I call this Nicky’s Bridge. I don’t know the real name of it; I don’t know that it ever had one. And as you can tell, no one has driven on it for a long time.

Nicky is my fourteen year old rumrunner. He appeared to me one day while I was on a walk. Not literally, of course — but one second I was walking along minding my own business, and the next, I had this smart-ass kid in my mind. I could see him as clearly as the trees in front of me:  short, a thatch of dark blond hair, dark eyes, this huge overcoat that almost dragged the ground, white shirt and suspenders, and one of those tweed driving caps that sort of matched his coat. He cocked his head at me and said, “Lady. LADY! Yeah. You. Listen up. Here’s my story.”

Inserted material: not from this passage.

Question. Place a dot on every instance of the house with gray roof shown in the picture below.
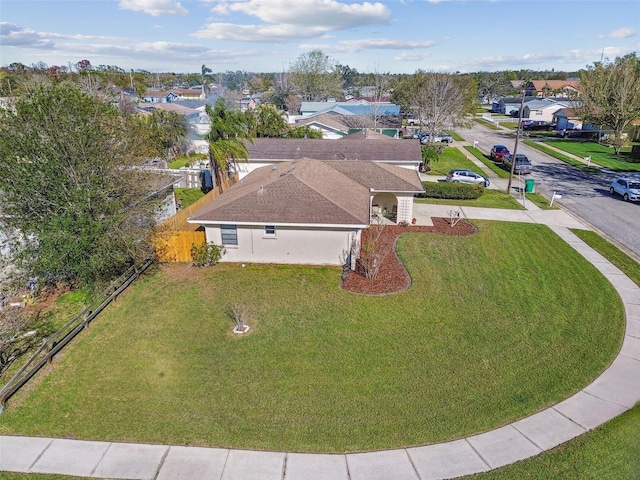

It doesn’t always happen like that, believe me — but when it does, it’s amazing. Of course, it’s also VERY hard to shut them up when they come to you like that, those characters. Nicky’s been no exception, but I think I love him more than any other character I’ve ever written about.

So because Nicky grew up in a small town near where I live, I had to start exploring and figuring out what life would have been like in 1924. The landscape has changed a lot since then;  large chunks of the region were turned over to the Kaw Reservoir, and a lot more turned over to the Kaw Wildlife Refuge. I knew a lot of his driving routes would have been in that area, so I needed to go exploring. Road maps apparently weren’t common back then, so I’ve been combing through newspapers from 1924, looking for clues about the area and its topography back then. It’s not easy! If you want to do historical fiction, even something that recent (not even a hundred years ago) just remember:  you may not always find what you need.

But this bridge is still there. I’m not sure where it originally went; you can see the vestiges of the roadbed, but nothing to indicate where it would have gone after it disappears into the trees. A little further away, on the other side of the current road, there’s an old iron trestle. For a railroad? Or a real road? I have no idea. And because it’s on private land (there’s a sign out front that simply reads “NO.” Not “No Trespassing,” or “Private Property,” just “NO.”) I may never know. But this bridge, with its wooden slats and low metal railings, and the boxy frame underneath — this one, I’m sure was part of a road that no longer exists. A road that Nicky might have driven, alone at night, no headlights, just going by memory of how the road curves and straightens, of where the deer pop out and where the family of coons live (Nicky loves animals), and where the sheriff likes to sit, ready to tip his hat at Nicky when he drives past, acknowledging their little arrangement.

It’s funny, that in researching Nicky’s world, I’ve discovered more of my own.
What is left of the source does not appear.